I go back into the living room, stand next to where Aaron's sitting. Apparently, I'm in his way, because he grunts, slides a couple inches to the side. I don't think he even understands the game, his Tom Clancy spy doesn't even come close to the Columbians or Tajiks or whoever this particular mission calls upon you to “neutralize.” Instead, Aaron just runs into corners and falls off ledges, the black-suited figure on the screen breathing heavily whenever one of the terrorists gets in one of their own whacks.

“Do I make a better door than a window?” I ask. This is something his father says to me, an inside-the-family joke.

“Yes,” Aaron says.

“Do you even know what you're doing?” The spy sets off an alarm, and his head--which has some bizarre three-pronged apparatus mounted on it--whips from side to side in animated panic. “What's that on his face?”

“A camera.” My son's voice is already tinged with that same tired frustration his father gets when he has to explain what he thinks should be obvious. But I'm the one who's sat Aaron down in front of the TV, so I can't really complain. When he's finally killed and the Mission Failed screen comes up, I navigate through the menus for him, restart the game.

After a few minutes, Penny calls again. “Carl's not answering his cell phone,” she says. “I think something's wrong.”

“Do you want me to call Patrick?”

“I hate to make you do that.”

“I'll call you back.” I hang up the phone before she can say thank you, dial Patrick's number. It's one thing for Carl to lie to his wife, it's another to avoid her entirely, make her think he's plastered all over the highway somewhere.

When my husband answers, it's in the voice he only dares to use when he's stuck at the station, the one that suggests I'm still too stupid to realize that the less I call, the quicker he'll be able come home.

“What?” he says.

“Hello to you too,” I say. “Penny called. Twice.”

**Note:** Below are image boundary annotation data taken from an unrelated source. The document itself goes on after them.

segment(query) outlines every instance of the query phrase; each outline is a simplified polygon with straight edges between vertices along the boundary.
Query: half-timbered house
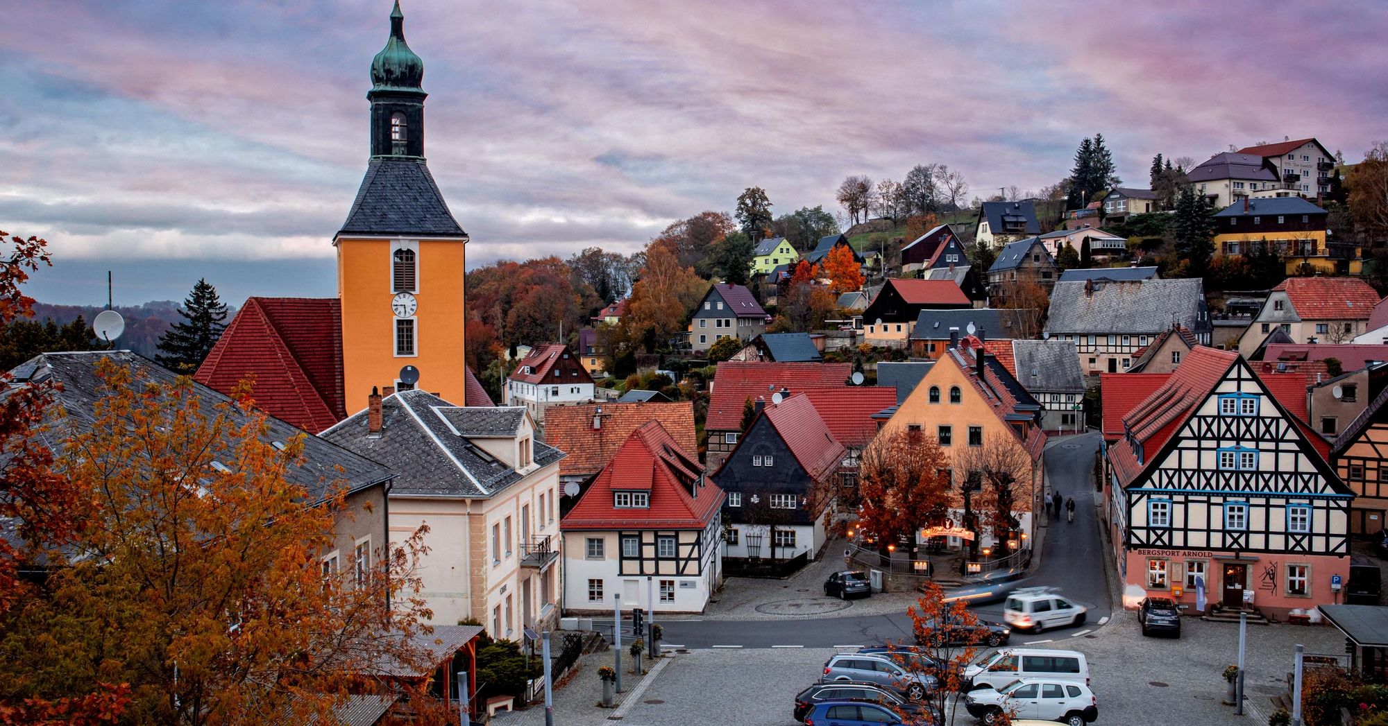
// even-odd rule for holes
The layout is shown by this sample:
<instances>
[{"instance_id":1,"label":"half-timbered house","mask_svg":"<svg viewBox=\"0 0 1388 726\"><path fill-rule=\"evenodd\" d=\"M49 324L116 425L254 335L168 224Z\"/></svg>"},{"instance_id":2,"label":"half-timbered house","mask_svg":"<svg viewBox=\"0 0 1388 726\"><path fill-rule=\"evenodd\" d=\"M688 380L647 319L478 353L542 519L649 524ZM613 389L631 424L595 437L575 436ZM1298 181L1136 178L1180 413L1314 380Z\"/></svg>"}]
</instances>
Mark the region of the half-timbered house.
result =
<instances>
[{"instance_id":1,"label":"half-timbered house","mask_svg":"<svg viewBox=\"0 0 1388 726\"><path fill-rule=\"evenodd\" d=\"M723 492L659 421L626 442L559 522L565 610L700 612L718 587ZM570 549L572 547L572 549Z\"/></svg>"},{"instance_id":2,"label":"half-timbered house","mask_svg":"<svg viewBox=\"0 0 1388 726\"><path fill-rule=\"evenodd\" d=\"M1353 493L1238 353L1195 348L1108 448L1115 557L1146 596L1285 615L1335 601Z\"/></svg>"}]
</instances>

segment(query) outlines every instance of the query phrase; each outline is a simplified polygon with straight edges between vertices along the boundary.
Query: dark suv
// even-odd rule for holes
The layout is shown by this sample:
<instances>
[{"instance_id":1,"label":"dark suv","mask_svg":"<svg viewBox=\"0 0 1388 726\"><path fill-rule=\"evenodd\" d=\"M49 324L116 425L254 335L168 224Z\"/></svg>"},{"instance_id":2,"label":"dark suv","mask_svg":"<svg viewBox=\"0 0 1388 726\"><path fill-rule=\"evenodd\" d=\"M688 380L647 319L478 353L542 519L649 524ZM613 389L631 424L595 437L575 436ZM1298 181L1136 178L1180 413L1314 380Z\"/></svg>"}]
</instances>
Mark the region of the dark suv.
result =
<instances>
[{"instance_id":1,"label":"dark suv","mask_svg":"<svg viewBox=\"0 0 1388 726\"><path fill-rule=\"evenodd\" d=\"M870 594L872 585L867 582L867 575L856 569L834 572L824 581L826 597L838 596L843 600L848 600L849 597L869 597Z\"/></svg>"},{"instance_id":2,"label":"dark suv","mask_svg":"<svg viewBox=\"0 0 1388 726\"><path fill-rule=\"evenodd\" d=\"M1170 597L1144 597L1137 622L1142 625L1142 635L1159 632L1181 637L1181 611Z\"/></svg>"}]
</instances>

“Well, don't let her get her hooks into you.” Now that he knows this call isn't about his being late, his tone has loosened into sympathy.

“Is Carl there?”

“Unfortunately, Officer Fayette is unavailable for the moment.” This means Carl is at Killarney's with his girlfriend, a state trooper named Jessica who was in Patrick's class at the academy. “Would you like to leave a message for him?”

“Tell him his wife called.” Patrick promises he will, and before he hangs up, he tells me he loves me. When I call Penny back, her phone is busy, and so I sit and wait, listen to the tapping of my son's fingers, the foreign shouts of computerized guards on alert, and wonder how it is that I've actually come to feel sorry for this woman.

The first time my husband brought his service weapon home, I was surprised by how dull and gray and ordinary it looked. It was more like something out of a Black and Decker catalogue than the sleek and shiny pistols I'd seen in the movies, and when I mentioned this to Patrick, he said yes, that's how I should think of it, as a tool, a highly specialized piece of equipment designed for one specific task. Then he'd put both the gun and the rag he'd been cleaning it with in a shoebox on the top shelf of our closet and fallen face-first onto the bed. The department had started him off on the midnight shift, and his life was divided between times he struggled to stay conscious and times he had to force himself into sleep. When he was awake, we'd fight. We ended up going to the Fayette's Labor Day party mostly because we thought being around other people would make us less likely to spend the afternoon at each other's throats.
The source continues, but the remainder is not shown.